Bud Light Seltzer is also hooking up with professional athletes by hosting a Charity Royale Call of Duty tournament consisting of six teams of four athletes from the MLB, NFL, NHL, Women’s Soccer, and the NBA. The round-robin style tournament will be hosted on Bud Light’s Twitch channel from every Tuesday, Thursday, and Sunday night at 9:00 pm (EST) until May 7. The first place winner will receive a $50,000 donation to a charity of their choice, second place a $25,000 donation, and all other players $15,000 for a total of $500,000 to benefit “those helping on the frontlines and affected by the current climate.”

Then Mich Ultra is hoping to get people up and moving with their MOVEMENT by Michelob ULTRA Live workout series. The workout sessions will be hosted by “top trainers and private gym owners from around the country who have been impacted by COVID-19,” and will feature a couple of celebrity guests per session (the last session featured Grammy-nominated DJ Steve Aoki). Funds for the trainers will be raised through a “virtual tip jar,” filled by participants logging in, and a dollar for dollar match from Mich Ultra and their partner Optimum Nutrition up to $7,500 each week.  Workouts will be streamed at 6:00 pm EST every Thursday night.

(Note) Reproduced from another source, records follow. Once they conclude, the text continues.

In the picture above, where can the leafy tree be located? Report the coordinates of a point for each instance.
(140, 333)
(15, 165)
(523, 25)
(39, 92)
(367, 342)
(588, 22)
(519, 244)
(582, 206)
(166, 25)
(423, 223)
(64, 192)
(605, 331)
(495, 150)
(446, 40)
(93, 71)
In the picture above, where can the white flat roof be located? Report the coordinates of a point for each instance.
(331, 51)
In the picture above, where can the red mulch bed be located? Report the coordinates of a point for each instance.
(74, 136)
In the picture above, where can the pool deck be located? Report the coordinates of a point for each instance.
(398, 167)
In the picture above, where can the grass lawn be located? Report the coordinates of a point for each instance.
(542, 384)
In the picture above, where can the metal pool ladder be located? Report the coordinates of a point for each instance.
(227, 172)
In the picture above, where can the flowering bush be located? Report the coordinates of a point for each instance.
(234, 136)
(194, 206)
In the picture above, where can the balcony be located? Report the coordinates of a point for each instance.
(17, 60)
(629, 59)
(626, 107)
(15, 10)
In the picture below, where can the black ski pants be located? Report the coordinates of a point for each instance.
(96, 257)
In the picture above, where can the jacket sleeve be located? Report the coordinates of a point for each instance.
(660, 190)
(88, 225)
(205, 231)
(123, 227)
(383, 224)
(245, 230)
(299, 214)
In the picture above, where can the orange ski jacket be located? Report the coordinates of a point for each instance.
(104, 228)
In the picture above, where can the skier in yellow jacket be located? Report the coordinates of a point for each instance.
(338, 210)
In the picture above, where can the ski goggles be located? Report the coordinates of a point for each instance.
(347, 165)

CLARIFICATION: While the original White Claw Variety Pack sat as the third-highest selling SKU in the data we shared yesterday from IRI’s multi-outlet and convenience channel for the week ending April 12; the original Variety pack from White Claw was indeed the highest selling SKU during the week when you look at the broader IRI scan data from MULC plus liquor. The original variety pack posted $16.7 million in sales during the week, while Corona 12-pack bottles raked in $16.6 million, and Bud Light 24-pack cans brought in $16 million.

Until tomorrow,

Harry, Jenn and Jordan

“The great thing in this world is not so much where you stand, as in what direction you are moving.” – Oliver Wendell Holmes

———- Sell Day Calendar ———-

Today’s Sell Day: 17

Sell days this month: 22

Sell days this month last year: 22

This month ends on a: Thurs.

This month last year ended on a: Tues.